WASHINGTON — The Treasury Department and Internal Revenue Service have released final regulations on the process for recovering overpayments of arbitrage rebate on tax-exempt and tax-advantaged bonds.
The final regulations will be published in the Federal Register on Thursday, only a little over a year after proposed regulations were released. The final rules are similar to the proposed ones and are a follow-up to a 2008 Revenue Procedure.
Arbitrage occurs when tax-exempt bond proceeds are used to purchase investments with higher yields than the bonds. Under federal tax law, arbitrage profits generally have to be rebated to the U.S. Treasury in order for the bonds to remain tax exempt. Rebate is generally supposed to be paid in installments made at least once every five years. The last rebate installment has to be made no later than 60 days after the last bond in the issue is redeemed.
Tax-credit and direct-pay bonds for the most part are subject to the arbitrage rules that apply to tax-exempt bonds, said Tom Vander Molen, a partner at Dorsey & Whitney LLP in Minneapolis.

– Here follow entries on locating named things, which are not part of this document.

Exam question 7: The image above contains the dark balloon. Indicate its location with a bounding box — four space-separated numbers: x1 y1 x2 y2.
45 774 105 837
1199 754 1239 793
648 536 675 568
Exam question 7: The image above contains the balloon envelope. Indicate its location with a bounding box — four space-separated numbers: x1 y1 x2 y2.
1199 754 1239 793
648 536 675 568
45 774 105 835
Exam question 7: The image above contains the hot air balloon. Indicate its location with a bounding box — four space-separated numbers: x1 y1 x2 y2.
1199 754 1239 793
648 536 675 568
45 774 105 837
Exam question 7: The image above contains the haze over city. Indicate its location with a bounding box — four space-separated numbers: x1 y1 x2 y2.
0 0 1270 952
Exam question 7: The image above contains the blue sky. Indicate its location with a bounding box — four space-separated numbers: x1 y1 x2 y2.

Under the existing income tax regulations, an issuer can recover overpayment of arbitrage rebate if it establishes to the satisfaction of the IRS commissioner that the overpayment happened.
Richard Chirls, an attorney at Orrick, Herrington and Sutcliffe LLP in New York, said that there has been a significant increase in recent years in issuers filing claims to have previously paid arbitrage rebate refunded. "This is a result of the current very low investment rates which can have the effect of reversing the positive arbitrage that was earned in earlier years," he said.
An issuer also may request a refund of an overpayment if it discovered it made a computation error or if it reallocated expenditures in a way that reduced the rebate amount, Vander Molen said.
The new regulations codify guidance released earlier that said an issuer must make a claim for a refund of an overpayment no later than two years after the final rebate computation date for the bond issue.
The new rules also provide that the commissioner can request additional information from the issuer to support its request. That information must be submitted by the date requested, which will be at least 21 calendar days after the commissioner initially made the request. . The commissioner can extend the response time. The 21-day minimum was added to the regulations after the regulators received a comment on the proposed rules requesting a minimum response time, Treasury and the IRS said.
If a request to recover an overpayment is denied either because it was filed after the deadline or the issuer missed the deadline for filing additional information, the issuer can appeal the denial under the new rules.
The two-year deadline is applicable to claims that stem from bonds whose final computation date is after June 24, 2008. The parts of the new regulations that are about additional information and appeals apply for claims stemming from bonds whose final computation date is after Sept. 16, 2013.
The two-year deadline was in the 2008 guidance, so is not new. But Matthias Edrich, a shareholder at Greenberg Traurig LLP, said he would have preferred a later or no deadline because he's had experiences where the issuer had passed the deadline and as a result couldn't get a refund.
David Cholst, a partner at Chapman and Cutler LLP, said that a three-year deadline may have made more sense because there are other areas with statutes of limitation of three years, but that most issuers applying for a refund are unlikely to have a problem with the two-year deadline.
Antonio Martini, a partner at Edwards Wildman Palmer LLP in Boston and president of the National Association of Bond Lawyers, pointed out that by releasing the final rules, Treasury and the IRS will be able to say they've completed another item on their guidance plan. The IRS released interim guidance on management contracts and accountable care organizations less than a month ago, and it's positive that two guidance projects have been released in a short period of time, he said.